The other night just as I was falling asleep, I heard a strange noise, followed by a crash in the other room. I got up to check it out. My little cat had jumped up onto a bookcase shelf and knocked a picture down to the tile floor, breaking the glass. Well, actually she knocked several pictures down, but only one broke.

It is a picture of my maternal grandparents when they were alive and healthy, yet not long before they both declined. They are sitting caddy-corner to each other on metal benches on their small front porch in the sun, my grandfather gazing lovingly at my grandmother. I’ve always liked the photo; it warms my heart in memories of the two of them who are now…well… dead. My Grandfather died in 2001; my Grandmother in 2007, and although I believe that they live on in another form in another realm, I miss them here – in this physical one.

Interestingly, I had the honor of being at each of their bedsides as they breathed their last breath of life here and then left it. And it was a concrete “leaving” that they did; I felt it. I felt the shift from life to death… to life… as if it were a gust of wind blowing past my body, only without the wind; an energetic swoosh or pull moving upward toward the sky and outward toward infinity. I felt it without feeling it, with hardly a concrete physical sensation attached to it at all. It was purely energetic, and in the end, it felt like what we call a birth more than a death… pure freedom.
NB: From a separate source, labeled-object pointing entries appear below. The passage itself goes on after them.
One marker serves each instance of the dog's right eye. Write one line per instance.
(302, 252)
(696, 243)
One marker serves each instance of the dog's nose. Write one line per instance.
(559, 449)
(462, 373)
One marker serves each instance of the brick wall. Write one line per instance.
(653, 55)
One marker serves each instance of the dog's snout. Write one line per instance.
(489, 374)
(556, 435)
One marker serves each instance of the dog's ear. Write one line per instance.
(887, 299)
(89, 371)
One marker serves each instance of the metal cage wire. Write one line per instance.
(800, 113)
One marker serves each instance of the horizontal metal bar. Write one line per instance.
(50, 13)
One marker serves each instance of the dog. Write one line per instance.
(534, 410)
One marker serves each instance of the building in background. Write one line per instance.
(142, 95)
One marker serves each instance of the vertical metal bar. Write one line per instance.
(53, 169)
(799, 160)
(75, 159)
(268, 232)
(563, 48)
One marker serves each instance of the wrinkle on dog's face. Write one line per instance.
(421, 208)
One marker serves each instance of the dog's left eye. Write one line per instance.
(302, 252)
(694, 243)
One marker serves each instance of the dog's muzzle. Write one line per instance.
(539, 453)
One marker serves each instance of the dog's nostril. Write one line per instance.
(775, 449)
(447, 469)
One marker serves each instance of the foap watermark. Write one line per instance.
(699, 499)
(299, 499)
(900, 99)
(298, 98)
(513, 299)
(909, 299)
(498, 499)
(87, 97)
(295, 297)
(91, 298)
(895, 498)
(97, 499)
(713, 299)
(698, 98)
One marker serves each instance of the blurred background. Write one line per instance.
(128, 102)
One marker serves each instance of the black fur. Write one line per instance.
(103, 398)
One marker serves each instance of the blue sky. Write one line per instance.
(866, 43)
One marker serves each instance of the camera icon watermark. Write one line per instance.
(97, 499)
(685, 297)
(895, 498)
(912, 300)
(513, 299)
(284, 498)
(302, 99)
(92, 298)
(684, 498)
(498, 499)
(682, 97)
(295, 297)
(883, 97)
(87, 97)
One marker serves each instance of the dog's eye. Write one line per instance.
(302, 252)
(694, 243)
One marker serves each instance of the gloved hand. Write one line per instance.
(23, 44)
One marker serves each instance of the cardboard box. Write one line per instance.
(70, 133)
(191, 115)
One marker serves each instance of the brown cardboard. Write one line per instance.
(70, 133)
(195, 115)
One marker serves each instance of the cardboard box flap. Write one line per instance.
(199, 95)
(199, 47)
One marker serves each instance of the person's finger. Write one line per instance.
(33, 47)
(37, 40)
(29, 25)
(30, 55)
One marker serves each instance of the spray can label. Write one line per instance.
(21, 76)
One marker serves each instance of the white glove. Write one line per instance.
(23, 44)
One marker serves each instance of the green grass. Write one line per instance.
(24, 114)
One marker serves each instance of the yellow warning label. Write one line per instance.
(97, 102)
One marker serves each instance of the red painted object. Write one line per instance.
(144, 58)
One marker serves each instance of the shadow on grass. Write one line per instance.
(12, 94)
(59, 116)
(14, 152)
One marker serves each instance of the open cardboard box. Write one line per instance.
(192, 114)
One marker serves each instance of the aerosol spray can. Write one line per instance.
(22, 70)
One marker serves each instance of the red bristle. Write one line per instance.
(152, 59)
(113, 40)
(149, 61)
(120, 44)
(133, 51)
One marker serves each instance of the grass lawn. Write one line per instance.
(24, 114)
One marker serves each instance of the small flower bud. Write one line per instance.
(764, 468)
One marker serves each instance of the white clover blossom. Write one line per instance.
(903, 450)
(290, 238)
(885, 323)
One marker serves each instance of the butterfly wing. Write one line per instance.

At the time, I recall having an overwhelming desire to celebrate: “How strange!” I thought, “I feel like cheering and laughing!” Yet I couldn’t. Well, I could have, yet in the face of everyone else’s crying, I figured it might feel disruptive, disturbing, disrespectful, shameful, and maybe even a bit crazy at best. So I found myself squelching my desire to whoop and holler and celebrate each of their departures and newfound freedom; and I shifted my focus and shed tears instead. Yet I was aware that the tears I cried were genuine compassion for all the other grieving people in the room, and maybe even a few for myself; not for my Grandfather or Grandmother.